L’unico limite accettabile è quello delle nostre (limitate) possibilità. Ma anche questo limite può essere individuato sempre nel fatto concreto e non sospettato come esistente a priori. Io sono sempre partito dall’ipotesi (evidentemente assurda, ma operativamente reale) di essere senza limiti, di avere possibilità e capacità immense. Poi, la pratica, quella di ogni giorno, si è incaricata di indicarmi i limiti oggettivi miei e delle cose che sono andato facendo. Ma questi limiti non mi hanno mai fermato a priori, sono emersi come ineluttabili ostacoli a posteriori. Nessuna impresa, per quanto incredibile o gigantesca mi ha bloccato prima di cominciarla. Solo dopo, nel corso delle pratiche ad essa relative, la modestia dei miei mezzi e delle mie capacità è emersa ma, pur con la sua invalicabile presenza, non mi ha potuto impedire di cogliere risultati parziali che poi sono le sole cose umanamente attingibili.

Ma anche questo fatto è un problema di mentalità, cioè di modo di vedere le cose. Spesso si resta troppo legati all’immediatamente percepibile, al realismo socialista del quartiere, della città, della nazione, ecc. Si è internazionalisti a chiacchiere ma, nei fatti concreti, si preferisce quello che è più conosciuto. In questo modo ci si chiude verso l’esterno e verso l’interno. Si rifiutano i rapporti internazionali reali, che sono rapporti di comprensione reciproca, di superamento delle barriere (anche linguistiche), di collaborazione e di mutuo scambio. Ma si rifiutano anche i rapporti specifici locali, con le loro caratteristiche, le loro contraddizioni interne, i loro miti e le loro difficoltà. Il fatto comico è che i primi si rifiutano in nome dei secondi e i secondi in nome dei primi.

Lo stesso accade riguardo le attività specifiche, preparatorie, dirette al reperimento dei mezzi rivoluzionari. Anche qui la delega ad altri compagni è un fatto che, spesso, viene deciso a priori. Ci si basa su remore e paure che, se ben approfondite, non hanno molto da dire. Il professionalismo che viene sbandierato altrove non trova ospitalità nella metodologia anarchica, ma nemmeno il rifiuto a priori, o la chiusura preconcetta. Lo stesso per quanto accade in merito alla smania dell’esperienza fine a se stessa, dell’urgenza del fare, della soddisfazione personale, del brivido. I due estremi si toccano e si compenetrano a vicenda.

Il progetto spazza via questi problemi perché riesce a vedere le cose nella loro globalità. Per lo stesso motivo il lavoro del rivoluzionario è necessariamente legato al progetto, si identifica con questo, non può limitarsi ad aspetti parziali.

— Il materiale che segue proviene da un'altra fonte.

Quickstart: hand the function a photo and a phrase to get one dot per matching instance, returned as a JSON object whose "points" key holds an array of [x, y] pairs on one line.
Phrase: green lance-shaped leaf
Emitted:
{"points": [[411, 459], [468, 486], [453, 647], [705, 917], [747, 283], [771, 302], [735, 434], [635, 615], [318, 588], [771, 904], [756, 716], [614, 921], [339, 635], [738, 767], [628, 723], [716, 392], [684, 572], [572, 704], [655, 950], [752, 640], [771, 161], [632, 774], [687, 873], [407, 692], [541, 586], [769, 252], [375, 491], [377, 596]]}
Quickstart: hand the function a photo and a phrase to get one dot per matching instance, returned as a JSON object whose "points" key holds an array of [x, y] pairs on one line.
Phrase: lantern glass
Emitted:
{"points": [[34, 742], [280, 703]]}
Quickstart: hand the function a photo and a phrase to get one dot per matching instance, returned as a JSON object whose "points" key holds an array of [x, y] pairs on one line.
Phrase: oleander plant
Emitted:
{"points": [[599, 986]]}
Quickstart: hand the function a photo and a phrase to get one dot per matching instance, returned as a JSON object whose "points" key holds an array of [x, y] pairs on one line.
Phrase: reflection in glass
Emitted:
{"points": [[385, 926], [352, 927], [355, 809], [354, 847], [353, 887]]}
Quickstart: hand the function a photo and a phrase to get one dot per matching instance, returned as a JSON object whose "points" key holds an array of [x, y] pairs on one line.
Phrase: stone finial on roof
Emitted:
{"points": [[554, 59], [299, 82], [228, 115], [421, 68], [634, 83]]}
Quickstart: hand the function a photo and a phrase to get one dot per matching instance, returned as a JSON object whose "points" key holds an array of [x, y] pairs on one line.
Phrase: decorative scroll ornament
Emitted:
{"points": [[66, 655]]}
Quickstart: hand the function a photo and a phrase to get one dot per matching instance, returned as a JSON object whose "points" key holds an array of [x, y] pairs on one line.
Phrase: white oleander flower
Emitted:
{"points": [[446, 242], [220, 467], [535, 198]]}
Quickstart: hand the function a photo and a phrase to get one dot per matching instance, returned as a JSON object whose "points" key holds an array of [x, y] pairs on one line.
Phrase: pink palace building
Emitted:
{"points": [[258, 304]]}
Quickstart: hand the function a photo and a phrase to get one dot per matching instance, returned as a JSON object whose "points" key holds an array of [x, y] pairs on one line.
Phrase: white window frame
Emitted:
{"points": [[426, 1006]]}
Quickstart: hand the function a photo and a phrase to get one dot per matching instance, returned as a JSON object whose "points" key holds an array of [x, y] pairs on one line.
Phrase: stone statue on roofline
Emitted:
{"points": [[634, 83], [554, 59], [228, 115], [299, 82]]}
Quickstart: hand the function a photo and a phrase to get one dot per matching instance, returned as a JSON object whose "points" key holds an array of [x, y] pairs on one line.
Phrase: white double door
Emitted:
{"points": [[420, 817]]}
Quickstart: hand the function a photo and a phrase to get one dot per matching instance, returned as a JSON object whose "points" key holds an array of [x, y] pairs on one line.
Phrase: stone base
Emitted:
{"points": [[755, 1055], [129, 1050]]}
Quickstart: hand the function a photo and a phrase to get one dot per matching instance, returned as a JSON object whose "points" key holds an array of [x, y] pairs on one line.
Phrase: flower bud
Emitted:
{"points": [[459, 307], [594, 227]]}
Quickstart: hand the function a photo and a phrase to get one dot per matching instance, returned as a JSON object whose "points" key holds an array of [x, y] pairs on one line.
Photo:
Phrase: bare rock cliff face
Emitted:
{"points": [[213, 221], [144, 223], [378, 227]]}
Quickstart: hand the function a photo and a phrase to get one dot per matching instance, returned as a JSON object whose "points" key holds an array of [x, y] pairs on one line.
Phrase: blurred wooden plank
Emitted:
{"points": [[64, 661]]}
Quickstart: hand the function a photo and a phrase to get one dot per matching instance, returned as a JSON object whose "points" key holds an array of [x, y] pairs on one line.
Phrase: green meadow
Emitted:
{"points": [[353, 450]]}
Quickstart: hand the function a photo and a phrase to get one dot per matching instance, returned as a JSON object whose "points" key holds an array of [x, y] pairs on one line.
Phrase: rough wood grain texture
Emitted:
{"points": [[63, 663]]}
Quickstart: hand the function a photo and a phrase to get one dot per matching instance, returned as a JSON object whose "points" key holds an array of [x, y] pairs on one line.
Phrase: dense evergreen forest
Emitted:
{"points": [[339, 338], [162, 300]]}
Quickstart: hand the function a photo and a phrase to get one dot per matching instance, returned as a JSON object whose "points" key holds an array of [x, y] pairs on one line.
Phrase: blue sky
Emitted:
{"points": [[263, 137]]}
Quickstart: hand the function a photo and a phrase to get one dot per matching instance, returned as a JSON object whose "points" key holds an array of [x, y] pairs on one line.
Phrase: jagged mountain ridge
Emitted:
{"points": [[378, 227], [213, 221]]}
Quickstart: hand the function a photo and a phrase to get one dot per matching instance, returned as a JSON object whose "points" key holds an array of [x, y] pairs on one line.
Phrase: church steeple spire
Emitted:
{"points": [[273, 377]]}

Da canto suo, un progetto parziale non è un progetto rivoluzionario, può essere un ottimo progetto di lavoro, può impegnare compagni e risorse anche per lunghi periodi di tempo, ma, prima o poi, finisce per risultare penalizzato di fronte alla realtà dello scontro di classe.

Alfredo M. Bonanno

[Pubblicato su “Anarchismo” n. 59, gennaio 1988, pp. 45-52 con il titolo “Il lavoro del rivoluzionario” e inserito in Anarchismo insurrezionalista [1999], II ed., Edizioni Anarchismo, Trieste 2009, pp. 166-188.]